Key IT Risk Assessment Program Principles:

  1. Security is a shared responsibility and everyone has a role to play;
  2. In continuous risk management, risk assessment is key;
  3. Units have responsibility in managing their own information security risk; and
  4. “Risk” and “Priority” classifications primarily inform risk level and security controls.

Standards

VT IT Risk Assessment Standard – Covers inventory, classification and risk assessment of VT-owned technology resources and internally developed software applications. Also covers the risk model, risk analysis methodology, risk ownership/acceptance, risk treatment, and university departmental/org unit responsibilities for recurring IT risk assessment.

VT IT Vendor Risk Assessment Standard – Covers requirements for ITSO security evaluation/assessment of third-party service providers/vendors handling university data; including the identification and analysis of security risks, risk ownership/acceptance, risk treatment, and requirements for periodic reassessment of service providers with specific compliance objectives.

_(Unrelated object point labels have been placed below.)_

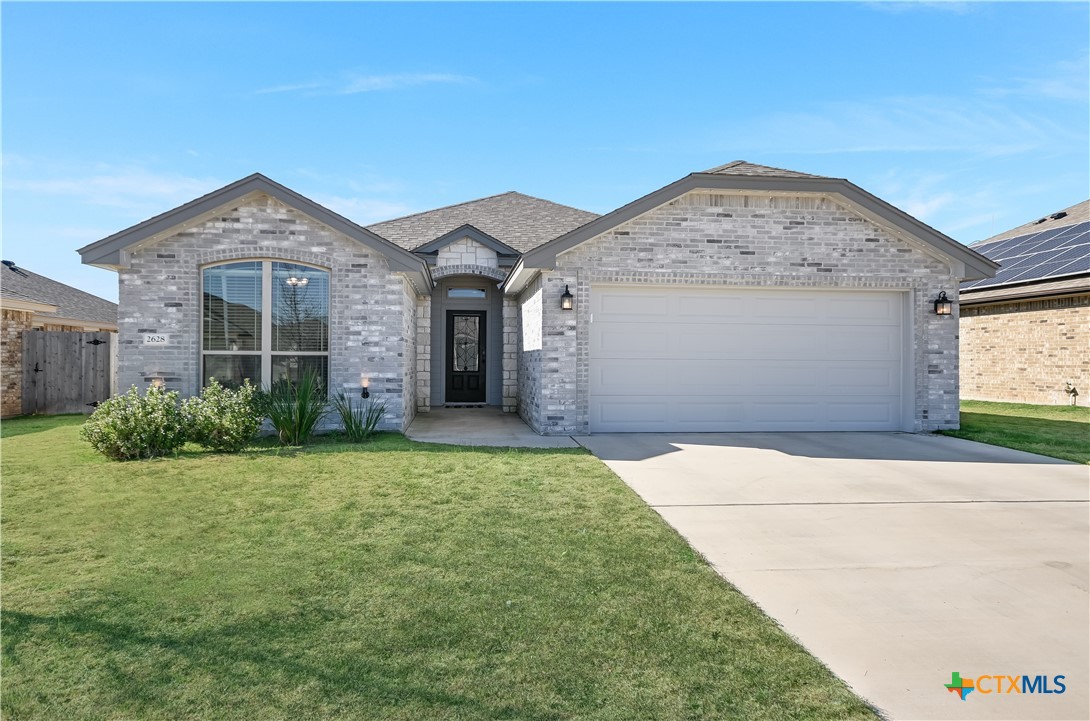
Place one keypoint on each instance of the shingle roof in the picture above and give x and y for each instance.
(71, 302)
(747, 168)
(521, 221)
(1050, 248)
(1076, 214)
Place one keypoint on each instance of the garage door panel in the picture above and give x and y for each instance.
(863, 411)
(746, 360)
(634, 307)
(879, 309)
(779, 311)
(706, 308)
(866, 341)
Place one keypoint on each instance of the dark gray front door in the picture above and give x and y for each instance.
(465, 367)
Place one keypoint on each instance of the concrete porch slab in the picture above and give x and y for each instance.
(481, 427)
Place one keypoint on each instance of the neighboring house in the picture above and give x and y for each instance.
(743, 298)
(1026, 332)
(29, 301)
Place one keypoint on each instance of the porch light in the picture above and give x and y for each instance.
(567, 300)
(943, 304)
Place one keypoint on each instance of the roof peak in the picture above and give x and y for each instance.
(747, 168)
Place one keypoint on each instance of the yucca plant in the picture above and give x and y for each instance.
(295, 409)
(361, 419)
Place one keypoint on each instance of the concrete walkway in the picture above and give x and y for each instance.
(895, 559)
(481, 427)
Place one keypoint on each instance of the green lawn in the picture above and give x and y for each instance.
(397, 580)
(1057, 431)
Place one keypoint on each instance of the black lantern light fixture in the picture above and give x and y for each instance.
(567, 300)
(943, 304)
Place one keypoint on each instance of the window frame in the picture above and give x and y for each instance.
(265, 352)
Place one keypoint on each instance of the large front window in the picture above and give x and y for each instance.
(264, 321)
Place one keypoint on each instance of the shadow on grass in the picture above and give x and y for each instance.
(387, 442)
(26, 424)
(250, 652)
(1061, 439)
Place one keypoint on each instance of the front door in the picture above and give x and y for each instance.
(465, 367)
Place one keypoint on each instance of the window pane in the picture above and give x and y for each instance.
(232, 307)
(467, 343)
(467, 292)
(300, 308)
(291, 368)
(232, 370)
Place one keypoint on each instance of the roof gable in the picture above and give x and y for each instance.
(969, 263)
(109, 251)
(467, 231)
(517, 220)
(747, 168)
(65, 301)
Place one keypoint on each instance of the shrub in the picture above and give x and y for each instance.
(359, 420)
(295, 408)
(131, 425)
(221, 419)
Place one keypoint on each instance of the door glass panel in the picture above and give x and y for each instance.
(467, 292)
(467, 343)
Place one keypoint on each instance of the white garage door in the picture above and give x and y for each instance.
(692, 359)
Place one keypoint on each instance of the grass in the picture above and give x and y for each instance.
(1056, 431)
(394, 580)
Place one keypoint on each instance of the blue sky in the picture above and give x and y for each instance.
(975, 118)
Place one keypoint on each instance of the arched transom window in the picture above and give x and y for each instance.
(264, 321)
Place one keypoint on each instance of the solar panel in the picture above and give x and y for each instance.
(1045, 254)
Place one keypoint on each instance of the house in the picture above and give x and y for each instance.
(743, 298)
(1026, 332)
(29, 301)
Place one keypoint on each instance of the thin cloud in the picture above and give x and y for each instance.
(1065, 81)
(355, 83)
(364, 211)
(903, 124)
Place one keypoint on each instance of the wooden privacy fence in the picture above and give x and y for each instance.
(65, 372)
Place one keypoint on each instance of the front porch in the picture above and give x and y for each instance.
(467, 341)
(485, 425)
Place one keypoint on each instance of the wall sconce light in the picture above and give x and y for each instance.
(567, 300)
(943, 304)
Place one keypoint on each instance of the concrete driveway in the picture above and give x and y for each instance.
(895, 559)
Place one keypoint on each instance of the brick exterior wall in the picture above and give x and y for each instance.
(1027, 350)
(467, 251)
(529, 381)
(735, 240)
(423, 355)
(510, 355)
(11, 360)
(372, 328)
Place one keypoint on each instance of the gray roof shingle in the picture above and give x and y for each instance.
(521, 221)
(1076, 214)
(71, 302)
(746, 168)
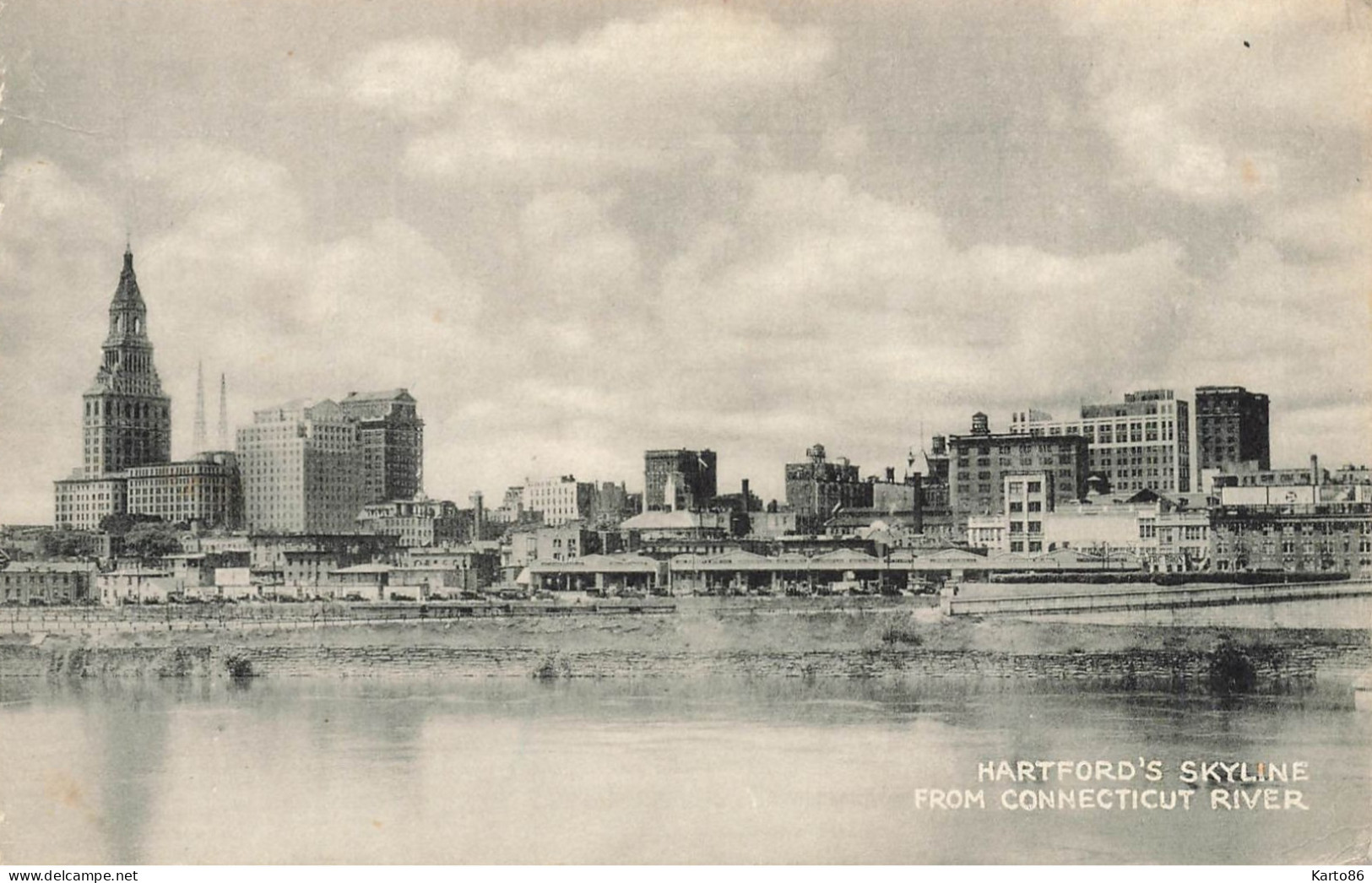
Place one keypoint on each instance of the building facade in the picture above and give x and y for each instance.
(1326, 538)
(46, 583)
(416, 524)
(202, 491)
(391, 439)
(81, 503)
(1231, 428)
(127, 419)
(680, 479)
(1141, 443)
(983, 461)
(302, 469)
(560, 500)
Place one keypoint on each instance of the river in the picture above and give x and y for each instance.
(647, 771)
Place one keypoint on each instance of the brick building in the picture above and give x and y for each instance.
(691, 478)
(202, 491)
(390, 435)
(302, 469)
(46, 583)
(1141, 443)
(819, 487)
(1334, 538)
(1231, 428)
(981, 461)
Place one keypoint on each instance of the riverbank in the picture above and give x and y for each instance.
(724, 639)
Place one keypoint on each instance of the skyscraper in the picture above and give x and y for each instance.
(1233, 428)
(1141, 443)
(391, 437)
(302, 469)
(127, 415)
(691, 474)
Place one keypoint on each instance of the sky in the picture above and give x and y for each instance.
(578, 230)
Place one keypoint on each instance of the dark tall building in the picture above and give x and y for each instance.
(981, 459)
(127, 419)
(1233, 428)
(691, 474)
(391, 437)
(818, 487)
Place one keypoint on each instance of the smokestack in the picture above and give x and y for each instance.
(478, 514)
(224, 417)
(198, 442)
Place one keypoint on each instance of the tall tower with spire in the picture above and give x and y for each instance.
(127, 417)
(198, 442)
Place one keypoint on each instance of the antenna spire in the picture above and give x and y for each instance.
(198, 443)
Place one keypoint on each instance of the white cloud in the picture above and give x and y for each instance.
(416, 77)
(629, 96)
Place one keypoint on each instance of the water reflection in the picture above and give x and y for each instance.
(647, 770)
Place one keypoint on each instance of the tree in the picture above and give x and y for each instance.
(151, 539)
(121, 523)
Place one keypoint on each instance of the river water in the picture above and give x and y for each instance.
(648, 771)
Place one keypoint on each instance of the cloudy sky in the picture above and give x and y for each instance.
(575, 230)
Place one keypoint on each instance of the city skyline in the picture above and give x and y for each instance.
(816, 244)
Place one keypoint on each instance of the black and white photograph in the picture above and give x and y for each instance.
(685, 432)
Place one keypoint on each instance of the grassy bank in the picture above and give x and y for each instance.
(715, 638)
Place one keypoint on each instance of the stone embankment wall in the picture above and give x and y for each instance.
(1250, 668)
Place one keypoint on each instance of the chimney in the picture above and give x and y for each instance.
(478, 514)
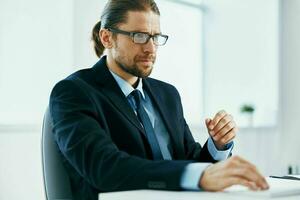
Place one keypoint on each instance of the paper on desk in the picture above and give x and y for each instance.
(278, 188)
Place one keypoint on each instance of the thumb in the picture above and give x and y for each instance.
(207, 121)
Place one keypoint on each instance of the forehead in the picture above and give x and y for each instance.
(144, 21)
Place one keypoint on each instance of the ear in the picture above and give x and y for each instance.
(106, 38)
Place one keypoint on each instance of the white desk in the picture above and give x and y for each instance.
(182, 195)
(234, 193)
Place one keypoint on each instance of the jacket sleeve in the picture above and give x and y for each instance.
(193, 150)
(84, 140)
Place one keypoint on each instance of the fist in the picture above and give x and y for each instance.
(221, 128)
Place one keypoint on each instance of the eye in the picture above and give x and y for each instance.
(140, 37)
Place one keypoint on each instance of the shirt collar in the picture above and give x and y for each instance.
(126, 87)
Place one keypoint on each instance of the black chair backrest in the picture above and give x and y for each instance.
(56, 180)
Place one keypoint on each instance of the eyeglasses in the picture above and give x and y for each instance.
(142, 38)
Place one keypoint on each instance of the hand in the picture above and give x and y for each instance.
(221, 128)
(232, 171)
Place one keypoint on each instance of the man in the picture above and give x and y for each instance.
(119, 130)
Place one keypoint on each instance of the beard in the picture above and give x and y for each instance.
(133, 68)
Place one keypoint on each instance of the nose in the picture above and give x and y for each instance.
(149, 47)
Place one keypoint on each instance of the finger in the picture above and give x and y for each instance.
(239, 181)
(229, 136)
(207, 122)
(224, 131)
(217, 118)
(222, 123)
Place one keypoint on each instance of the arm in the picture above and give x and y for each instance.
(83, 138)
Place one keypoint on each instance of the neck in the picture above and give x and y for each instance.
(114, 67)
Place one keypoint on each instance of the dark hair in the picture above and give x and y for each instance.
(115, 13)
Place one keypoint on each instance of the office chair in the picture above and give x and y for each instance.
(56, 180)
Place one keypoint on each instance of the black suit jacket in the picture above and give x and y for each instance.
(103, 145)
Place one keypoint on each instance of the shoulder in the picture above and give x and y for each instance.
(162, 86)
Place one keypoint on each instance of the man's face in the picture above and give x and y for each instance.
(136, 59)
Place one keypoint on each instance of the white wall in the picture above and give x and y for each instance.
(36, 50)
(20, 169)
(290, 83)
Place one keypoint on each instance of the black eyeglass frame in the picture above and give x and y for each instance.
(132, 34)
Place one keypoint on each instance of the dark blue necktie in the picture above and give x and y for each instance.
(144, 119)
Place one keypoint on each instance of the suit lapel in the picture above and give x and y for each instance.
(113, 92)
(167, 119)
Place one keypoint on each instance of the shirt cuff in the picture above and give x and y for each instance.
(219, 154)
(191, 176)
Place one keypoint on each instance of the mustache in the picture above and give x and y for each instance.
(146, 57)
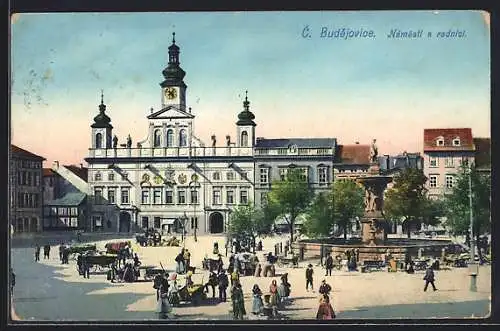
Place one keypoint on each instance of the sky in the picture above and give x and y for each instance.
(352, 89)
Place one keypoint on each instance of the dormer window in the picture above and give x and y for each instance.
(440, 141)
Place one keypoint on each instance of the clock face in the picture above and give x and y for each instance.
(171, 93)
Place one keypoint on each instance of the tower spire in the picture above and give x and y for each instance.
(246, 103)
(102, 106)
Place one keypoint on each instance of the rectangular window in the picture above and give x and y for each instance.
(282, 174)
(323, 175)
(97, 220)
(125, 196)
(111, 195)
(243, 197)
(433, 161)
(194, 222)
(448, 162)
(433, 181)
(230, 197)
(145, 222)
(98, 195)
(216, 200)
(181, 198)
(264, 175)
(449, 181)
(263, 198)
(194, 197)
(157, 196)
(169, 196)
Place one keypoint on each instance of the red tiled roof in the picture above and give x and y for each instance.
(48, 172)
(18, 152)
(448, 135)
(353, 154)
(483, 152)
(81, 172)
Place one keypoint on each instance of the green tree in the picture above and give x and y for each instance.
(289, 198)
(406, 200)
(348, 203)
(458, 203)
(248, 221)
(319, 221)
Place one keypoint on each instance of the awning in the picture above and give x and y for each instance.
(168, 221)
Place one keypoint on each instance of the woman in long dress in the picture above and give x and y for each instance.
(273, 289)
(257, 303)
(325, 309)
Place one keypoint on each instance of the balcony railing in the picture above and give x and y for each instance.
(169, 152)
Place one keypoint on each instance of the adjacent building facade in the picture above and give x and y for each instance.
(26, 190)
(444, 152)
(65, 205)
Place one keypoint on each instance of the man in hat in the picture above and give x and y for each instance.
(309, 277)
(223, 284)
(429, 278)
(329, 265)
(37, 253)
(325, 288)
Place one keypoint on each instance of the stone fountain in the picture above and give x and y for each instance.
(374, 242)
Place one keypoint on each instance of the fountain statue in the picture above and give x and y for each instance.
(373, 220)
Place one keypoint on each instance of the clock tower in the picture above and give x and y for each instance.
(173, 88)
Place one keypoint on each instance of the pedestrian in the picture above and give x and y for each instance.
(309, 277)
(86, 269)
(235, 276)
(238, 301)
(257, 303)
(273, 290)
(223, 284)
(429, 278)
(187, 259)
(329, 265)
(37, 253)
(325, 309)
(157, 285)
(325, 288)
(213, 282)
(61, 249)
(180, 262)
(12, 281)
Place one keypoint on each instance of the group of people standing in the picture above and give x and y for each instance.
(46, 252)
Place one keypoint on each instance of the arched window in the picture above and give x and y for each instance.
(98, 140)
(182, 138)
(157, 138)
(170, 138)
(244, 139)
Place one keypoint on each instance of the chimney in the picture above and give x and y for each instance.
(387, 162)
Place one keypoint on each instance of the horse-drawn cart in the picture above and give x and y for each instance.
(194, 293)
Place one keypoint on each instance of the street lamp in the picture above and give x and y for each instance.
(194, 185)
(473, 266)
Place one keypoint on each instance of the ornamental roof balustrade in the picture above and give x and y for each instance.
(170, 152)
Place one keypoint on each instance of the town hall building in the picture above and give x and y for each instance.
(173, 180)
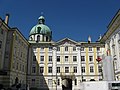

IT Risk Assessment Documentation

Isora GRC Assessment Guide (PDF)

Related Resources

Updating Hosts Inventory in Isora GRC

Updating Application Inventory in Isora GRC

IT Risk Assessment Metrics

Minimum Security Standards v4.0

Standard for High-Risk Digital Data Protection

Virginia Tech Risk Classifications

Definitions

  • Applications - Software programs, code, or packages that perform specific functions directly for end users or for other applications. Applications can be “self-contained” or groups of programs and may or may not be network accessible. Applications can be developed and maintained “in-house” by VT units or provided by a 3rd party service provider.
  • End Points - Desktops, laptops or mobile devices.
  • Network Infrastructure - Devices that transport communications needed for data, devices, applications, services, and multi-media. This includes devices such as routers, switches, load-balancers, wireless access points, firewalls, intrusion detection/prevention systems, and other security or special purpose appliances.
  • Servers - Hosts that provide network-accessible services. Servers can be physical or virtual machines and may be hosted on-premise or with a cloud service provider (CSP).